President Obama had originally planned to withdraw all combat troops from Afghanistan by the end of 2014 but changed that plan after his field commanders warned that doing so could have dangerous consequences.
He then announced his plan to keep 5,500 troops till the end of his second and final tenure but now that plan too has been revised, apparently on recommendations from Defence Secretary Ashton B. Carter and senior US military commanders.
Later, a White House official told journalists that new US counter-terrorism missions in Afghanistan will continue to target Al Qaeda and the militant Islamic State group and other groups deemed as terrorist organisations in the region.
Last month, President Obama gave news powers to US troops in Afghanistan, allowing them to participate in combat missions in support of Afghan security forces. He also authorised US air strikes in Afghanistan, which led to recent drone attacks at militant targets.
Commenting on these decisions, the US media noted that President Obama was engaging in subtle messaging to both the Afghan government and the Taliban. To the Afghan government, he is sending the message that while American support will remain strong, it will not continue indefinitely.
The message to the Taliban is: You cannot outlast the United States. Negotiation is your only option.

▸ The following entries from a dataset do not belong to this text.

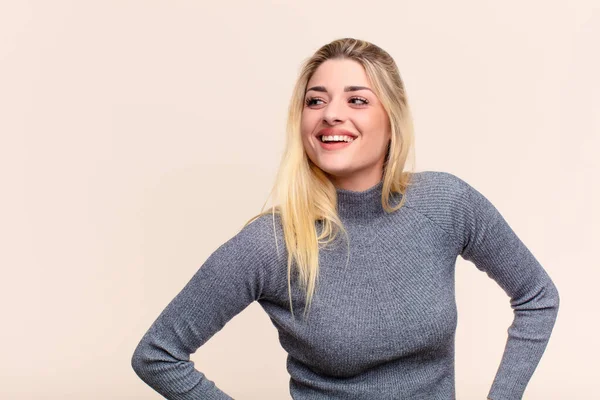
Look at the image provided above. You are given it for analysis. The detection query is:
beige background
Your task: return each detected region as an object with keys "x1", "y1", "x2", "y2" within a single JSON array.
[{"x1": 2, "y1": 1, "x2": 598, "y2": 399}]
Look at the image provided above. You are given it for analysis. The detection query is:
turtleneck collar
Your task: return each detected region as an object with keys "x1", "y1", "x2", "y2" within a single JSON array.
[{"x1": 335, "y1": 178, "x2": 388, "y2": 221}]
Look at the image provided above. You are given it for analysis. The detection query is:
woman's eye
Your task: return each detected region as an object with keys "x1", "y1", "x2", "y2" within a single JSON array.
[
  {"x1": 350, "y1": 97, "x2": 368, "y2": 105},
  {"x1": 305, "y1": 97, "x2": 369, "y2": 106},
  {"x1": 305, "y1": 97, "x2": 323, "y2": 106}
]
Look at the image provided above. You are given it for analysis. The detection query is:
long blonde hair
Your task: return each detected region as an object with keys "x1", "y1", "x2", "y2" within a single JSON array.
[{"x1": 244, "y1": 38, "x2": 416, "y2": 321}]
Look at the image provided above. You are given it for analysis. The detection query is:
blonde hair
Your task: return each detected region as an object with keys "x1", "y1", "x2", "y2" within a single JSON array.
[{"x1": 244, "y1": 38, "x2": 416, "y2": 321}]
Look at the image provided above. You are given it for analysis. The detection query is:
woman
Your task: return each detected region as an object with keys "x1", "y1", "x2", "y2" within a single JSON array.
[{"x1": 131, "y1": 38, "x2": 560, "y2": 400}]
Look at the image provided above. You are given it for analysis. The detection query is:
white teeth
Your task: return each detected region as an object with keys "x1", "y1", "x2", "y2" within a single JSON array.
[{"x1": 321, "y1": 135, "x2": 354, "y2": 143}]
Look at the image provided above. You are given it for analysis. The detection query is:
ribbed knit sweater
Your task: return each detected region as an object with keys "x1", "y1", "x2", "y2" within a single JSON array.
[{"x1": 131, "y1": 170, "x2": 560, "y2": 400}]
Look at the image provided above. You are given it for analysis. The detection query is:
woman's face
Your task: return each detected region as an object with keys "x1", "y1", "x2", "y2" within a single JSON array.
[{"x1": 301, "y1": 58, "x2": 391, "y2": 191}]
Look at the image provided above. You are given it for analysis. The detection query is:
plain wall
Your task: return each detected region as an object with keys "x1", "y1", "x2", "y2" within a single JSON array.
[{"x1": 1, "y1": 0, "x2": 598, "y2": 398}]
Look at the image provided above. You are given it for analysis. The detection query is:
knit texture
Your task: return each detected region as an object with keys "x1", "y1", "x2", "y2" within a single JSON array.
[{"x1": 131, "y1": 170, "x2": 560, "y2": 400}]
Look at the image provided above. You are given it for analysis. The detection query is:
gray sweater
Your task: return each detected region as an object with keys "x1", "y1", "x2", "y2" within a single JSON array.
[{"x1": 131, "y1": 170, "x2": 560, "y2": 400}]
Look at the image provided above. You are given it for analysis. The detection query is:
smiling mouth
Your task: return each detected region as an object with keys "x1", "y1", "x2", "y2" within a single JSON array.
[
  {"x1": 316, "y1": 136, "x2": 356, "y2": 152},
  {"x1": 317, "y1": 135, "x2": 356, "y2": 143}
]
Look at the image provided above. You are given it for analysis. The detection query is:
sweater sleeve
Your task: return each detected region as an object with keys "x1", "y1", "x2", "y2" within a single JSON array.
[
  {"x1": 131, "y1": 218, "x2": 271, "y2": 400},
  {"x1": 456, "y1": 178, "x2": 560, "y2": 400}
]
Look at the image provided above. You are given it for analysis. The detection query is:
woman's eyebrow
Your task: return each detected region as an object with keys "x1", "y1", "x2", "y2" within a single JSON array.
[{"x1": 305, "y1": 85, "x2": 374, "y2": 94}]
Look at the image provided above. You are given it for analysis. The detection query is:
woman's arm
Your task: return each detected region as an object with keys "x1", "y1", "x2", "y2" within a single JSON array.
[
  {"x1": 456, "y1": 177, "x2": 560, "y2": 400},
  {"x1": 131, "y1": 218, "x2": 272, "y2": 399}
]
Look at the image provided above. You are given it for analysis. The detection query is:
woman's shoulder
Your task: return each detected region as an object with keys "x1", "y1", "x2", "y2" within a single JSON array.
[
  {"x1": 236, "y1": 211, "x2": 286, "y2": 258},
  {"x1": 242, "y1": 211, "x2": 283, "y2": 235},
  {"x1": 405, "y1": 170, "x2": 472, "y2": 204},
  {"x1": 399, "y1": 170, "x2": 476, "y2": 248}
]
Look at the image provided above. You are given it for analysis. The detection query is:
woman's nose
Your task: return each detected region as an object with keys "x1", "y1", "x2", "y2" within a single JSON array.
[{"x1": 322, "y1": 102, "x2": 345, "y2": 124}]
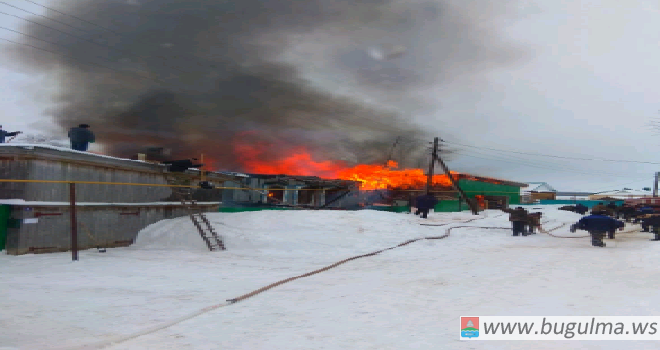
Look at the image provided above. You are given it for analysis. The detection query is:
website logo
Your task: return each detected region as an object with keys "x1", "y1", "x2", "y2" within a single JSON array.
[{"x1": 461, "y1": 317, "x2": 479, "y2": 338}]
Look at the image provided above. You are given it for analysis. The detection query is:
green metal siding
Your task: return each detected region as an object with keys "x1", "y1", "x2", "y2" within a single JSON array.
[
  {"x1": 0, "y1": 205, "x2": 10, "y2": 251},
  {"x1": 434, "y1": 200, "x2": 461, "y2": 212},
  {"x1": 458, "y1": 179, "x2": 521, "y2": 205},
  {"x1": 219, "y1": 206, "x2": 296, "y2": 213},
  {"x1": 368, "y1": 205, "x2": 410, "y2": 213}
]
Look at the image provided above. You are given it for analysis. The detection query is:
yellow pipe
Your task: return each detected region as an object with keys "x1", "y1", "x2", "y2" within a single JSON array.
[{"x1": 0, "y1": 179, "x2": 534, "y2": 194}]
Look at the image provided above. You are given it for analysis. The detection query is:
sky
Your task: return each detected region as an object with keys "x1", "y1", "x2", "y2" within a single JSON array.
[{"x1": 0, "y1": 0, "x2": 659, "y2": 192}]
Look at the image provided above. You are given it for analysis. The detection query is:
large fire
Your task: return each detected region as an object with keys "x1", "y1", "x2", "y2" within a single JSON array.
[{"x1": 233, "y1": 141, "x2": 458, "y2": 190}]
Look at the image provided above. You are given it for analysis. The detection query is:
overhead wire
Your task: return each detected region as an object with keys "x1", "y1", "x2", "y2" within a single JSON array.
[
  {"x1": 22, "y1": 0, "x2": 120, "y2": 35},
  {"x1": 450, "y1": 146, "x2": 639, "y2": 178},
  {"x1": 450, "y1": 150, "x2": 634, "y2": 178},
  {"x1": 0, "y1": 36, "x2": 166, "y2": 86},
  {"x1": 0, "y1": 6, "x2": 193, "y2": 76},
  {"x1": 20, "y1": 0, "x2": 218, "y2": 71},
  {"x1": 442, "y1": 140, "x2": 660, "y2": 165},
  {"x1": 1, "y1": 1, "x2": 91, "y2": 33}
]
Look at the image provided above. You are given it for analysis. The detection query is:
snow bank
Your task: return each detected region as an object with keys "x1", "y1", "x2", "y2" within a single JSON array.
[
  {"x1": 134, "y1": 210, "x2": 442, "y2": 256},
  {"x1": 133, "y1": 206, "x2": 585, "y2": 256}
]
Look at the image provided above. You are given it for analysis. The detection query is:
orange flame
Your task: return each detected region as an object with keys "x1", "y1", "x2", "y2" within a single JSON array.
[{"x1": 232, "y1": 137, "x2": 460, "y2": 190}]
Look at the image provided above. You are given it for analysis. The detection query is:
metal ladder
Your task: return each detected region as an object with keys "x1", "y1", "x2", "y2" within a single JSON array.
[{"x1": 166, "y1": 175, "x2": 226, "y2": 251}]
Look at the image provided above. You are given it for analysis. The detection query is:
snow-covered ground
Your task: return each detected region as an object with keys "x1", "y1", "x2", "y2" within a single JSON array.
[{"x1": 2, "y1": 205, "x2": 660, "y2": 350}]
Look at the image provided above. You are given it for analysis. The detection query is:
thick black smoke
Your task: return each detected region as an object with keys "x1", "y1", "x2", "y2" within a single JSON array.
[{"x1": 4, "y1": 0, "x2": 528, "y2": 171}]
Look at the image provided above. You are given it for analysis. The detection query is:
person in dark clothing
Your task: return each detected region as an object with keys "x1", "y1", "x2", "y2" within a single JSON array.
[
  {"x1": 559, "y1": 205, "x2": 576, "y2": 212},
  {"x1": 0, "y1": 125, "x2": 22, "y2": 143},
  {"x1": 414, "y1": 193, "x2": 438, "y2": 219},
  {"x1": 639, "y1": 205, "x2": 655, "y2": 215},
  {"x1": 591, "y1": 203, "x2": 611, "y2": 216},
  {"x1": 618, "y1": 205, "x2": 636, "y2": 221},
  {"x1": 638, "y1": 213, "x2": 660, "y2": 232},
  {"x1": 607, "y1": 219, "x2": 625, "y2": 239},
  {"x1": 162, "y1": 158, "x2": 204, "y2": 172},
  {"x1": 68, "y1": 124, "x2": 95, "y2": 151},
  {"x1": 574, "y1": 203, "x2": 588, "y2": 215},
  {"x1": 502, "y1": 207, "x2": 529, "y2": 236},
  {"x1": 527, "y1": 212, "x2": 542, "y2": 234},
  {"x1": 570, "y1": 211, "x2": 624, "y2": 247},
  {"x1": 642, "y1": 215, "x2": 660, "y2": 241}
]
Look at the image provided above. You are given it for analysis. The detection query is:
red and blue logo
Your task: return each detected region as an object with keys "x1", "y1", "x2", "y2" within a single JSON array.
[{"x1": 461, "y1": 317, "x2": 479, "y2": 338}]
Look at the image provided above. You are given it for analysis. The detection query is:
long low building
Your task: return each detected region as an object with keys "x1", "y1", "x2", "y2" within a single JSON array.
[
  {"x1": 0, "y1": 144, "x2": 242, "y2": 255},
  {"x1": 0, "y1": 144, "x2": 362, "y2": 254}
]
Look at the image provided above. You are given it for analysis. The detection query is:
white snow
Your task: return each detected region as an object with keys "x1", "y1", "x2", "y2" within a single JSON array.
[
  {"x1": 2, "y1": 205, "x2": 660, "y2": 350},
  {"x1": 0, "y1": 143, "x2": 160, "y2": 165}
]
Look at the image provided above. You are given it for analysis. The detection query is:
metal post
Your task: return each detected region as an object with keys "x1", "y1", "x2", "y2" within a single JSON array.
[
  {"x1": 200, "y1": 153, "x2": 205, "y2": 182},
  {"x1": 426, "y1": 137, "x2": 438, "y2": 194},
  {"x1": 69, "y1": 182, "x2": 78, "y2": 261},
  {"x1": 654, "y1": 172, "x2": 659, "y2": 197}
]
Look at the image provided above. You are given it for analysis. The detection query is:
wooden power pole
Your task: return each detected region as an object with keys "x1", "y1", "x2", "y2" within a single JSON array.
[
  {"x1": 433, "y1": 139, "x2": 479, "y2": 215},
  {"x1": 426, "y1": 137, "x2": 438, "y2": 194}
]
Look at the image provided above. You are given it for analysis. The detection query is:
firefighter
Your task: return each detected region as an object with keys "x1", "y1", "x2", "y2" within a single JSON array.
[
  {"x1": 638, "y1": 213, "x2": 660, "y2": 232},
  {"x1": 574, "y1": 203, "x2": 588, "y2": 215},
  {"x1": 527, "y1": 212, "x2": 542, "y2": 234},
  {"x1": 607, "y1": 201, "x2": 618, "y2": 212},
  {"x1": 502, "y1": 207, "x2": 529, "y2": 236},
  {"x1": 591, "y1": 202, "x2": 608, "y2": 215},
  {"x1": 570, "y1": 210, "x2": 624, "y2": 247},
  {"x1": 68, "y1": 124, "x2": 95, "y2": 151},
  {"x1": 0, "y1": 125, "x2": 22, "y2": 143},
  {"x1": 414, "y1": 193, "x2": 438, "y2": 219},
  {"x1": 642, "y1": 215, "x2": 660, "y2": 241}
]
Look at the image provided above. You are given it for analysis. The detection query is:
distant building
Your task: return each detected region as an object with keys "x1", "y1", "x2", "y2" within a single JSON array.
[
  {"x1": 589, "y1": 189, "x2": 653, "y2": 200},
  {"x1": 521, "y1": 182, "x2": 557, "y2": 203}
]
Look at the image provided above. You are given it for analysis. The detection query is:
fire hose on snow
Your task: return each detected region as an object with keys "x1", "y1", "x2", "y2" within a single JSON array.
[
  {"x1": 59, "y1": 212, "x2": 638, "y2": 350},
  {"x1": 58, "y1": 215, "x2": 490, "y2": 350}
]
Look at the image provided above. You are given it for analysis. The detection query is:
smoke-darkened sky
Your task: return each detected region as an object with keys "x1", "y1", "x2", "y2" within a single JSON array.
[{"x1": 2, "y1": 0, "x2": 659, "y2": 191}]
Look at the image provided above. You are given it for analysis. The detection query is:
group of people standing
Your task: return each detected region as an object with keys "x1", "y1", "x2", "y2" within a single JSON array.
[
  {"x1": 0, "y1": 124, "x2": 95, "y2": 151},
  {"x1": 567, "y1": 201, "x2": 660, "y2": 247},
  {"x1": 570, "y1": 204, "x2": 625, "y2": 247},
  {"x1": 501, "y1": 207, "x2": 543, "y2": 236}
]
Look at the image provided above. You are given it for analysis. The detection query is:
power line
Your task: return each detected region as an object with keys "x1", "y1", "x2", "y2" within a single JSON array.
[
  {"x1": 0, "y1": 36, "x2": 165, "y2": 85},
  {"x1": 454, "y1": 146, "x2": 637, "y2": 178},
  {"x1": 587, "y1": 177, "x2": 653, "y2": 193},
  {"x1": 0, "y1": 7, "x2": 191, "y2": 76},
  {"x1": 22, "y1": 0, "x2": 119, "y2": 35},
  {"x1": 19, "y1": 0, "x2": 218, "y2": 71},
  {"x1": 443, "y1": 140, "x2": 660, "y2": 165},
  {"x1": 1, "y1": 1, "x2": 90, "y2": 33},
  {"x1": 451, "y1": 150, "x2": 635, "y2": 178}
]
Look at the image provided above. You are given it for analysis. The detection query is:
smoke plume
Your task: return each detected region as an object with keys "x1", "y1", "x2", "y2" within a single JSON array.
[{"x1": 3, "y1": 0, "x2": 528, "y2": 172}]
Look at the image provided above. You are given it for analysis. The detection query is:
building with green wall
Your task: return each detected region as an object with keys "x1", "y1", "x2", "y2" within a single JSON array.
[{"x1": 434, "y1": 176, "x2": 528, "y2": 212}]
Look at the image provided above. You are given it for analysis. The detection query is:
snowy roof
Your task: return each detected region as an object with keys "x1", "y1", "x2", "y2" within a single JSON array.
[
  {"x1": 523, "y1": 182, "x2": 556, "y2": 192},
  {"x1": 0, "y1": 144, "x2": 242, "y2": 180},
  {"x1": 0, "y1": 143, "x2": 160, "y2": 165},
  {"x1": 218, "y1": 171, "x2": 251, "y2": 178},
  {"x1": 593, "y1": 189, "x2": 652, "y2": 196}
]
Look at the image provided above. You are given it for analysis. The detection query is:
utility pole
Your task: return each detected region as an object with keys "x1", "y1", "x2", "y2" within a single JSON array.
[
  {"x1": 434, "y1": 139, "x2": 479, "y2": 215},
  {"x1": 426, "y1": 137, "x2": 439, "y2": 194},
  {"x1": 654, "y1": 172, "x2": 659, "y2": 197}
]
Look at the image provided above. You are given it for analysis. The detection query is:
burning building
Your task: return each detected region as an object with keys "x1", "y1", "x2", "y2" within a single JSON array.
[
  {"x1": 219, "y1": 173, "x2": 360, "y2": 210},
  {"x1": 220, "y1": 154, "x2": 527, "y2": 212}
]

“I’ve made it clear that I will not allow Afghanistan to be used as safe haven for terrorists to attack our nation again,” Mr Obama said in his address. “Even as we remain relentless against those who threaten us, we are no longer engaged in a major ground war in Afghanistan”.
On Thursday, Secretary Carter told reporters that the Pentagon was still finalising how many US counter-terrorism troops will be deployed and how operations will be funded.
He said that advising Afghan forces and carrying out counter-terrorism operations will both remain US priorities.
Of the 9,800 US troops in Afghanistan, some 6,950 are focused on the advising mission, known as Resolute Support, and more than 2,000 involved in counter-terrorism missions in an operation known as Freedom’s Sentinel.
The decision to keep more troops in Afghanistan was announced just a day before President Obama flew to Warsaw to attend the Nato Summit. Reports from Warsaw suggest that the United States is urging its Nato allies to continue supporting the US mission in Afghanistan.
Last month, President Obama removed the restrictions that barred US support forces from actively fighting against Taliban militants. New powers allow US commanders to order air strikes against Taliban targets as they see fit, rather than being limited to an as-necessary basis.
He also allowed American ground forces to accompany Afghan government fighters into combat — something they haven’t formally been allowed to do for almost two years.
Reports from Afghanistan suggest that US troops have participants in recent fights against the Taliban.
Since first landing in Afghanistan in 2001, following 9/11, the American military has attempted to set up a stable government and an Afghan military, capable of resisting the Taliban on their own.
Explaining his decision to keep more troops in Afghanistan than originally planned, President Obama said that it was not just his desire to do so but the Afghan government and the Afghan also “support a long-term strategic partnership with the United States.”
He also referred to “another milestone” in the US-led war in that region, the removal of Taliban leader Mullah Akhtar Mansur in Balochistan on May 21.